00:07The harvest worker currently spends 12 hours a day cutting sugarcane in these fields in
00:11East Java.
00:12The raw material, helping Indonesia in its mission to become the next Brazil, a country
00:19that relies largely on bioethanol as a fuel source.
00:24For Mulyono, that is good news.
00:28I'll be happy if the plantation expands so I don't have to look for another job to make
00:33ends meet.
00:34I hope the sugar factory can operate smoothly because it'll affect my income to provide
00:39for my family.
00:42The sugarcane is processed in this factory.
00:45One thousand trucks come every day.
00:48The end products are sugar and molasses, which is then turned into bioethanol.
00:54Indonesia wants to blend 10 percent bioethanol into all its gasoline by 2030.
01:00But to do that, a lot more sugarcane is needed.
01:04The problem is, farmers are reluctant to invest in the sweet tree.

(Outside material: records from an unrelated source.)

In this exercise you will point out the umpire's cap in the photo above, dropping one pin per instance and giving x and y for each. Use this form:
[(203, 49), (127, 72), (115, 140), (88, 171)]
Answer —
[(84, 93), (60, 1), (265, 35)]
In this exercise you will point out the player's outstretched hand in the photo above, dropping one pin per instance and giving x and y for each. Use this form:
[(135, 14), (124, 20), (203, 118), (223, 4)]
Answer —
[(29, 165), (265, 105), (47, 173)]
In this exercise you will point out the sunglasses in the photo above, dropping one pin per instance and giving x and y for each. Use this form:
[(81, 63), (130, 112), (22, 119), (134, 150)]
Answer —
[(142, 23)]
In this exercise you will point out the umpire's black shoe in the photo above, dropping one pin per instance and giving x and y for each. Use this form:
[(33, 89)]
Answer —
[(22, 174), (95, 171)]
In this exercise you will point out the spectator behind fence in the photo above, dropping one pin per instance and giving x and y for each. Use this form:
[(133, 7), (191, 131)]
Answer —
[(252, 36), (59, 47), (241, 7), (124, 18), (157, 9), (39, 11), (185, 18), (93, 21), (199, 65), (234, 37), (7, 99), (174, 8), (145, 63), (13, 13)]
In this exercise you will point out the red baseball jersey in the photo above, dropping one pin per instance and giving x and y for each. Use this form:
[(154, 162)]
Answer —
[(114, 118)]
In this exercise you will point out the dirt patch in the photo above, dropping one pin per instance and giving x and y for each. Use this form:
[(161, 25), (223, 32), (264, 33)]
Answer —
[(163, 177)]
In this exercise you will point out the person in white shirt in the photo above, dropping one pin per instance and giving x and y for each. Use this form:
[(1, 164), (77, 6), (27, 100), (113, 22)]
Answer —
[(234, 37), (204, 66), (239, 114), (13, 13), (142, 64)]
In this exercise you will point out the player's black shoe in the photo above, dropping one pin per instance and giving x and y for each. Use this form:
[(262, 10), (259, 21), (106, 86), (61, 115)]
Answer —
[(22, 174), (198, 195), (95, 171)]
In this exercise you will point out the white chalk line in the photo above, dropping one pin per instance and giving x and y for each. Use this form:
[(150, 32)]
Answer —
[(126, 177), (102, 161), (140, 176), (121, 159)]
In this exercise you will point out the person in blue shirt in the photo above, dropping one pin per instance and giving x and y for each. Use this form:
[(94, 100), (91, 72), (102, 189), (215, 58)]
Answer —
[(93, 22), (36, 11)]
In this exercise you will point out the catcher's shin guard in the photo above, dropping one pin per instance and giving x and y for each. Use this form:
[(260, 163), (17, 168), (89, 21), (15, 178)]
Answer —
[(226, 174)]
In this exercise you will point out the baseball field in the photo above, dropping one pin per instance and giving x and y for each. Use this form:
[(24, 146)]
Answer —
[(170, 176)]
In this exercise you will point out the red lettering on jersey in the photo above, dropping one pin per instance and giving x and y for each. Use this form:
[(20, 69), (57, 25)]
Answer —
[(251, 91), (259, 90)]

01:09There are many sugarcane farms that have been changed into housing sites, and many farmers
01:17prefer more other profitable crops.
01:20We're trying to support them so that they can stay in the sugar business.
01:25We try to facilitate the timely procurement of fertilizers, good seeds, and also financial
01:31support.
01:38This factory here has a clear idea what needs to happen to change things.
01:43This is where the only green gasoline in Indonesia is being produced.
01:48The factory could make five times the bioethanol, but their only client is the state-owned gas
01:53company Pertamina, and they don't need much of the product.
01:59Indonesia so far only has a 5 percent bioethanol mix available at gas stations.
02:09The regulatory framework around the entire bioethanol project is not yet in place.
02:15The demand from fuel producers is so low simply because there are no rules requiring
02:21them to offer a bioethanol product.
02:24If this came, we would go full in production and sell all the bioethanol.
02:31Only if there's enough raw material.
02:34Plantations like this one in Java are set to cover Papua soon too.
02:39The government intends to go big and open 700,000 hectares of new sugarcane plantations.
02:47At the moment, more than half of the country's sugar and gasoline is imported.
02:54Creating self-sufficiency in this sector would actually solve two problems at once, and generate
03:00income for harvest workers like Muliono.